Merge pull request #65987 from Random-Liu/fix-pod-worker-deadlock

mirror of https://github.com/k3s-io/kubernetes.git synced 2025-07-28 14:07:14 +00:00

Automatic merge from submit-queue (batch tested with PRs 65987, 65962). If you want to cherry-pick this change to another branch, please follow the instructions <a href="https://github.com/kubernetes/community/blob/master/contributors/devel/cherry-picks.md">here</a>.

Fix pod worker deadlock.

Preemption will stuck forever if `killPodNow` timeout once.
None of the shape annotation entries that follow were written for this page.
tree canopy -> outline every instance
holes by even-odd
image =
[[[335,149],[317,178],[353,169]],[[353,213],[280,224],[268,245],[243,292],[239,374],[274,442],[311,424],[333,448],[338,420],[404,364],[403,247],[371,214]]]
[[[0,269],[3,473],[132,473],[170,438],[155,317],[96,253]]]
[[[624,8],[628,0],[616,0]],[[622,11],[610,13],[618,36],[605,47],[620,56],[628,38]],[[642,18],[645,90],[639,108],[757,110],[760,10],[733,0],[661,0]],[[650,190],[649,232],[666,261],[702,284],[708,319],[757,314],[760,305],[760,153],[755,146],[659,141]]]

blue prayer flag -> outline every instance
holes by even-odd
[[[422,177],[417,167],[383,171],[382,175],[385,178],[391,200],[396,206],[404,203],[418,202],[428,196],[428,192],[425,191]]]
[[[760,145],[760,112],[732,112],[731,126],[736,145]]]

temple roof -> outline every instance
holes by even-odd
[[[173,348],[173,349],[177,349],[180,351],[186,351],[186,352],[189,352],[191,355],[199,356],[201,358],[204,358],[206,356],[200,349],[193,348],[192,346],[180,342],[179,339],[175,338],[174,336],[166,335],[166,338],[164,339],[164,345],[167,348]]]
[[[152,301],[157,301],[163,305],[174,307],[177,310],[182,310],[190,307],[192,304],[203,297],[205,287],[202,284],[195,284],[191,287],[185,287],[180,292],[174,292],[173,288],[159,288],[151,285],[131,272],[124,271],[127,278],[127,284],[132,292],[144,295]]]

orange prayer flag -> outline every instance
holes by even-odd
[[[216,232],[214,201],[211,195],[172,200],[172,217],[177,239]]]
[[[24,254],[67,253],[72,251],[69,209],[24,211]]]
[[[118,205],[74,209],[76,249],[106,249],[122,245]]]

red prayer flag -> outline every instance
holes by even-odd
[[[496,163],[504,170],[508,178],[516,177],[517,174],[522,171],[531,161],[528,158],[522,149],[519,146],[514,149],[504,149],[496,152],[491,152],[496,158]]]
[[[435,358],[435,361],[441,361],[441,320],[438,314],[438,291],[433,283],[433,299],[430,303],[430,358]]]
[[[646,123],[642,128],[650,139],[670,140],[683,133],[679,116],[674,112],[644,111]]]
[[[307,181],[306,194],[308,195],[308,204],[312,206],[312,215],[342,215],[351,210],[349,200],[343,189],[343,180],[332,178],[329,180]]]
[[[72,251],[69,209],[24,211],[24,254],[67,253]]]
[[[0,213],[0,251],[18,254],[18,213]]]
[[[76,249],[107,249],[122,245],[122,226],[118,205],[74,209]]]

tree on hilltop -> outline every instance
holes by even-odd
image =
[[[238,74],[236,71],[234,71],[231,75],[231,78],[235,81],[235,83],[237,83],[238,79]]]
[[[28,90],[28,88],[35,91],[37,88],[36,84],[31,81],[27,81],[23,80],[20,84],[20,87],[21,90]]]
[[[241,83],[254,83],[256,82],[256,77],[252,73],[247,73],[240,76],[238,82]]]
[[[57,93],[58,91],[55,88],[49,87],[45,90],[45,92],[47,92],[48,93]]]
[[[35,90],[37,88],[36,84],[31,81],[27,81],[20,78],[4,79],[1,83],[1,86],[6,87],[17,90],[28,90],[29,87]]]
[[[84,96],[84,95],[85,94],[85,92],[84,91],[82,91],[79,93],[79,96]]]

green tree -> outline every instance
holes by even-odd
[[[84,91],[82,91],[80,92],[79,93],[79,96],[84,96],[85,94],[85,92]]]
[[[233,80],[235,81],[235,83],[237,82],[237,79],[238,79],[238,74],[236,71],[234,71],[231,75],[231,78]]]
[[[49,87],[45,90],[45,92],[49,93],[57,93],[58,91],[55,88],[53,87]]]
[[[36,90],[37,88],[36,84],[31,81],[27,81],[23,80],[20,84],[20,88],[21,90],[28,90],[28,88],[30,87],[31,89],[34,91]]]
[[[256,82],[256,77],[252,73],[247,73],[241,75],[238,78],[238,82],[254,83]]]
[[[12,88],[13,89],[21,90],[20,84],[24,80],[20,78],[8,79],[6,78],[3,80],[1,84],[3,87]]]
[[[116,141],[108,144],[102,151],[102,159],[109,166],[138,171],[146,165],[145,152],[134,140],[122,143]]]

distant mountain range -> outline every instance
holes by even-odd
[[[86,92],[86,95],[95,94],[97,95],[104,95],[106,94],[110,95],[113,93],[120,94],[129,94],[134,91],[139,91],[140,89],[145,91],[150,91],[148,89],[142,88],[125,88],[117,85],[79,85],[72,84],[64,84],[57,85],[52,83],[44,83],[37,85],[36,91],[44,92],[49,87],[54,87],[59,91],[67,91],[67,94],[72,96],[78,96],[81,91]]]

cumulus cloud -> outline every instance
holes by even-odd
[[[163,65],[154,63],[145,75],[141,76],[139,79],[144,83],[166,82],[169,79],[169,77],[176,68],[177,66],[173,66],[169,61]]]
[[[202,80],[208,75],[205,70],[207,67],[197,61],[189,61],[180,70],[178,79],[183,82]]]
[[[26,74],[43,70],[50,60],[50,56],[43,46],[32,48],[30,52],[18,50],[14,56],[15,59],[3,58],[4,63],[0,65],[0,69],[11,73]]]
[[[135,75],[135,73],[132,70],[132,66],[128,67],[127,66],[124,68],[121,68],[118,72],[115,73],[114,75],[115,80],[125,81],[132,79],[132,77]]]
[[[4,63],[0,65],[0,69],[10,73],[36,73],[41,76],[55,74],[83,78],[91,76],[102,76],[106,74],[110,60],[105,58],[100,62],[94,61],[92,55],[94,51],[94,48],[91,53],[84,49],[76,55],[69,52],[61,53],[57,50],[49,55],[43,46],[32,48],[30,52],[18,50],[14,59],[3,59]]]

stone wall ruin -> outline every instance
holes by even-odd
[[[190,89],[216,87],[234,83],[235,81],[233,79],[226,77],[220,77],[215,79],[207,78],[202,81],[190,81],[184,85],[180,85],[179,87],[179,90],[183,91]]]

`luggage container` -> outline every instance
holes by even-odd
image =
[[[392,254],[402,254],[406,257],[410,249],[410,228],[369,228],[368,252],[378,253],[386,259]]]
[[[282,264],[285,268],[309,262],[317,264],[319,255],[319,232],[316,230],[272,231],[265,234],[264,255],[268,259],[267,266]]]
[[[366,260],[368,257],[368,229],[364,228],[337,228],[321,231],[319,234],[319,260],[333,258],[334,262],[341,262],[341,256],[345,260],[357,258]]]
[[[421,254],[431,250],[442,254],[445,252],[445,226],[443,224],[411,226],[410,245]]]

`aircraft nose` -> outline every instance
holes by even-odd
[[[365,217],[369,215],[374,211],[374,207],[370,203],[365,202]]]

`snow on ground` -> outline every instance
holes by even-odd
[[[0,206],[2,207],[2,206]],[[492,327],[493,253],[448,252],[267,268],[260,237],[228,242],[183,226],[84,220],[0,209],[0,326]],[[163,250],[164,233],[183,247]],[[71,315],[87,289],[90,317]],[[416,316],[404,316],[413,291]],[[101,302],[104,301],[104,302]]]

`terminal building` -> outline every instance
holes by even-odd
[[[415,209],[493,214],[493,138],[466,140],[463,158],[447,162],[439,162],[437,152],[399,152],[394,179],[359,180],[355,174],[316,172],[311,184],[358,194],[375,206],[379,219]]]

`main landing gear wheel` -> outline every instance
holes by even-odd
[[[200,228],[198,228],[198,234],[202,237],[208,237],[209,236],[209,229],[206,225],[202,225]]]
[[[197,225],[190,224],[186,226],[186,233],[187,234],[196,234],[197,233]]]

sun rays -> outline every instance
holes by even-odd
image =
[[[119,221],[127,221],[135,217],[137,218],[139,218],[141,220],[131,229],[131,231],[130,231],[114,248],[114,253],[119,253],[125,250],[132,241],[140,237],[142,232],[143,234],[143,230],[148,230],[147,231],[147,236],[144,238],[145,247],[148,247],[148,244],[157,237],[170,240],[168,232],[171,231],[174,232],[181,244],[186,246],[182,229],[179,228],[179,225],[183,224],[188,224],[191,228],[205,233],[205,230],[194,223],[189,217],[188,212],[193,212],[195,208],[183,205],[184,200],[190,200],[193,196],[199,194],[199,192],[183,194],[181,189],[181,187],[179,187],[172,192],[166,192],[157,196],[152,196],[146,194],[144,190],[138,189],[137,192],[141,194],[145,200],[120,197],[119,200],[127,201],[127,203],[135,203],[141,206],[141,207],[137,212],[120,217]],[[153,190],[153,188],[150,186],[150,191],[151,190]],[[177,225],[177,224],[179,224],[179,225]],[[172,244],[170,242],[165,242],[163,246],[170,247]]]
The sequence is:
* `killPodNow` create the response channel (size 0) and send it to pod worker.
* `killPodNow` timeout and return.
*  Pod worker finishes killing the pod, and tries to send back response via the channel.

However, because the channel size is 0, and the receiver has exited, the pod worker will stuck forever.

In @jingxu97's case, this causes a critical system pod (apiserver) unable to come up, because the csi pod can't be preempted.

I checked the history, and the bug was introduced 2 years ago 6fefb428c1.

I think we should at least cherrypick this to `1.11` since preemption is beta and enabled by default in 1.11.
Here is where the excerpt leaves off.